A Complete Guide to Base64 Encoding: How It Works, Padding, URL-Safe Variants, and Common Mistakes
Understand Base64 encoding at the byte level, including padding, Base64url, hex conversion, image data URIs, and the mistakes that break tokens and files.
A Complete Guide to Base64 Encoding: How It Works, Padding, URL-Safe Variants, and Common Mistakes
Base64 is not encryption, compression, hashing, or a way to make data private. It is a text representation for bytes. That simple definition explains most of the confusing parts: why output gets longer, why = appears at the end, why JWTs remove padding, and why a Base64 image can make an HTML file much heavier.

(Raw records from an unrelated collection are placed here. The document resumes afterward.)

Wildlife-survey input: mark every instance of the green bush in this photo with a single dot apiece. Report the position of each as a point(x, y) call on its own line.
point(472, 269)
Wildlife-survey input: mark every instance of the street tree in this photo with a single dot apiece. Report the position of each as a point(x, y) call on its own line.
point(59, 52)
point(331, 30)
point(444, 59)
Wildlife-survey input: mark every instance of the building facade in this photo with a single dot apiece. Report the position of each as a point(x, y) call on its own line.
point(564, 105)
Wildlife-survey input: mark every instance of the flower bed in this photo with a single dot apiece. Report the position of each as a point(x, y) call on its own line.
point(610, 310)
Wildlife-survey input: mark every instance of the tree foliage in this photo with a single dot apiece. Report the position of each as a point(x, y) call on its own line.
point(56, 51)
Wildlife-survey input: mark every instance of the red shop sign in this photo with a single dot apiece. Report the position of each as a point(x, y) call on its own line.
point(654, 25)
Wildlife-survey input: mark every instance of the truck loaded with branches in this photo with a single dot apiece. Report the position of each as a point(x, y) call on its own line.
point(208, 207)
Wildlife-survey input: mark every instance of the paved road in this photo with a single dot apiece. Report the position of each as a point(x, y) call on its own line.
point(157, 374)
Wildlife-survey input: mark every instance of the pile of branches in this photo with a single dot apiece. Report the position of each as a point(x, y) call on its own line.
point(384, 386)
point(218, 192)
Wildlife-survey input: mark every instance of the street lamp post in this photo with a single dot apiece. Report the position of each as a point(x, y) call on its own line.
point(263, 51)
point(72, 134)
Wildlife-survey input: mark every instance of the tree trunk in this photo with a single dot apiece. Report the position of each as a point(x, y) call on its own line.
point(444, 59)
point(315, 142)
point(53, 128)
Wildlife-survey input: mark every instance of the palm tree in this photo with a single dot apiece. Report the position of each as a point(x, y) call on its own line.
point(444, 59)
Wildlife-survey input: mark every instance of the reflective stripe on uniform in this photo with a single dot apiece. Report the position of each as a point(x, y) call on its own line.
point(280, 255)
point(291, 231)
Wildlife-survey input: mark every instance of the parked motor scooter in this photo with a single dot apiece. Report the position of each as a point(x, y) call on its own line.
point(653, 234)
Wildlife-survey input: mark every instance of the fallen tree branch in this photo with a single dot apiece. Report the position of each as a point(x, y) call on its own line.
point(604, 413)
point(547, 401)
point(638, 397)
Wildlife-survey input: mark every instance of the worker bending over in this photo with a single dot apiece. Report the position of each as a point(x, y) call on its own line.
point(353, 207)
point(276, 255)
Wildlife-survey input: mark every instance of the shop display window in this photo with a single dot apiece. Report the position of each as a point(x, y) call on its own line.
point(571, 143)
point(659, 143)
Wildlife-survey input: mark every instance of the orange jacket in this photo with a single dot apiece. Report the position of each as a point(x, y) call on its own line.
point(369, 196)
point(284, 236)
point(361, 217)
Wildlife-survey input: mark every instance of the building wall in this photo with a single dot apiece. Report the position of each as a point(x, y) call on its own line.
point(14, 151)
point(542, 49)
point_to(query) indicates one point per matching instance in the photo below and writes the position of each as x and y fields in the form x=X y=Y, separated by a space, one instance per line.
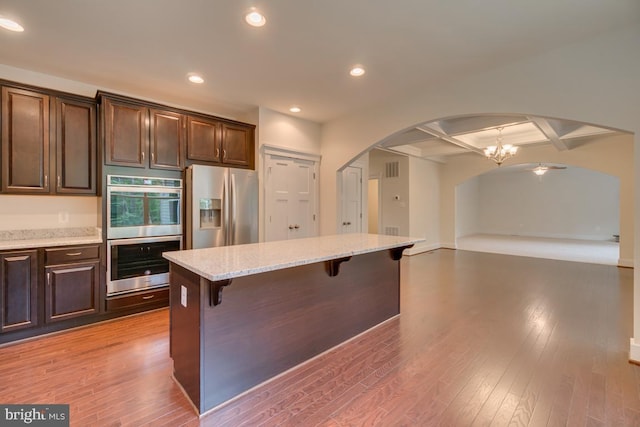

The practical goal is portability. Email systems, JSON fields, environment variables, URLs, HTML, and CSS are mostly text-shaped places. Base64 lets binary values ride through those places without pretending the bytes are human-readable text. If you need to test values while reading this guide, Toolora's Base64 Encoder/Decoder is the main scratchpad, and the Base64 to Hex Converter is useful when you need to inspect the exact bytes.
How Base64 Turns Bytes Into Text
Base64 works in groups of 3 bytes. Three bytes are 24 bits. The encoder splits those 24 bits into four 6-bit chunks. Each 6-bit chunk is a number from 0 to 63, and that number becomes one character from the Base64 alphabet.
Standard Base64 uses uppercase letters, lowercase letters, digits, +, and /. The last two are where URL trouble begins, but for normal text fields they are part of the standard alphabet.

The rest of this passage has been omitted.